The bill also requires school districts to form a committee made up of 60% parents and 40% educators to review any texts or materials that could be used in the classroom. Like many of my colleagues, I am appalled by this prospect. I have a master’s in English, have passed background checks and multiple teaching and content exams. This feels like an attack on my expertise and professionalism — and that of my colleagues. Even after amendments made by the House, the language of the bill remains ambiguous, leaving educators wondering how much they can openly condemn historical injustices and atrocities like sexism and racism. 

Those who favor this legislation say they want education to be impartial and that parents should have a say in what their children learn. And while I, too, believe parents deserve to be involved in their children’s education, this bill could have dangerous, unintended consequences. If teachers fear losing their job or being named in a lawsuit, they might avoid teaching enriching texts that incorporate topics like sex, race, ethnicity, religion, color, national origin, or political affiliation. 

Worse, Indiana — a state already struggling to recruit and retain educators — could lose qualified teachers who don’t want to be micromanaged. Because to comply with the proposed law, teachers would have to submit all 180 days of educational materials ahead of time.

Teachers are already stretched thin. I, for one, teach six English classes a day and a daily 45-minute planning period, and that’s when I’m not covering another class due to the substitute teacher shortage. The bill doesn’t consider how much time teachers pour into their daily lessons. Plus, quality teachers are adaptive, responsive, and differentiated with their students in mind. 

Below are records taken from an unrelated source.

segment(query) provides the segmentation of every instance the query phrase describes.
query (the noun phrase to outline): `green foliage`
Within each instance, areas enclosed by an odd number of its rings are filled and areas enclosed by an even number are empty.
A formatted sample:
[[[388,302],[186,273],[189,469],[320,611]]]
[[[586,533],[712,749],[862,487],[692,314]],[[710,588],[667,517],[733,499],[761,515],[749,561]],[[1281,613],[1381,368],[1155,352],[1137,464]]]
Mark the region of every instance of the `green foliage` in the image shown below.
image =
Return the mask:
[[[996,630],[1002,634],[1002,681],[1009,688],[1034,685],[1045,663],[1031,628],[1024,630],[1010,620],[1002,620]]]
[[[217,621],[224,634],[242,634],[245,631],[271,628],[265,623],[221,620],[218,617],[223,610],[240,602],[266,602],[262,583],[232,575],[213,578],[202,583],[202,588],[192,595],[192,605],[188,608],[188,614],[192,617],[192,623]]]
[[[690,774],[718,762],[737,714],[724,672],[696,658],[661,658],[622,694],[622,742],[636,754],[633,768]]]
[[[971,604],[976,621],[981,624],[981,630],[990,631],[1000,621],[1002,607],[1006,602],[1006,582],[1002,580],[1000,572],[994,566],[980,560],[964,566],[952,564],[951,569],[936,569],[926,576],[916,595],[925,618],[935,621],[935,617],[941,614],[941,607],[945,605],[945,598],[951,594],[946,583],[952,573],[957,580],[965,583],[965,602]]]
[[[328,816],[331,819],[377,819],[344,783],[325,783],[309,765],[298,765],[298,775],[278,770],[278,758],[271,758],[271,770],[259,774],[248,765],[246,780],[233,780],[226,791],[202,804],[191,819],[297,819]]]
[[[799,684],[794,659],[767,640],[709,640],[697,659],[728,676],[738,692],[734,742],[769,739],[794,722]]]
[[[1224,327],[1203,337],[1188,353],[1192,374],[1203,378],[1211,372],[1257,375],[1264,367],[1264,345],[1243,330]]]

This feels like an attack on my expertise and professionalism. 

The bill’s language does include a “good citizenship” clause that states, “nothing in this chapter may be construed to exclude the teaching of historical injustices committed against any sex, race, ethnicity, religion, color, national origin, or political affiliation,” which allows teachers to condemn atrocities but not necessarily provide the background needed to criticize injustices. 

Throughout my teaching career, I have provided texts to students that have caused discomfort. Experiencing discomfort can be a sign of growth and progress.

We should feel discomfort when Harper Lee describes the angry, racist mob of Maycomb County residents storming the jail cell of wrongfully accused Tom Robinson in “To Kill a Mockingbird.” We should feel discomfort when Amy Tan describes native English speakers discriminating against her mother because of her broken English in the essay “Mother Tongue.” We should feel discomfort when Brent Staples details his experience as a Black man walking at night while white pedestrians clutch their handbags and lock their vehicles in his essay “Just Walk on By.” We should feel discomfort when Jeannette Walls describes going days without eating because her father spent the last family dollar on alcohol in her memoir “The Glass Castle.” We should feel discomfort when Ralph Ellison depicts young Black male contestants picking money off an electrified rug after fighting for white men’s entertainment in the first chapter of “Invisible Man.” We should feel discomfort when Ray Bradbury details Montag’s horror as an elderly woman refuses to leave her house and her books, choosing instead to light a match and burn herself alive in “Fahrenheit 451.”

Amid the discomfort, we, teachers, rise to the occasion to show our students that the world can do better, that we can do better. We rise to the occasion because, as we lift our heads and walk into our classrooms each day, we know what’s at stake. 

Shelby Phelps has been teaching for the past eight years at Central High School in Evansville, Indiana. She is also a Teach Plus Indiana Senior Policy Fellow.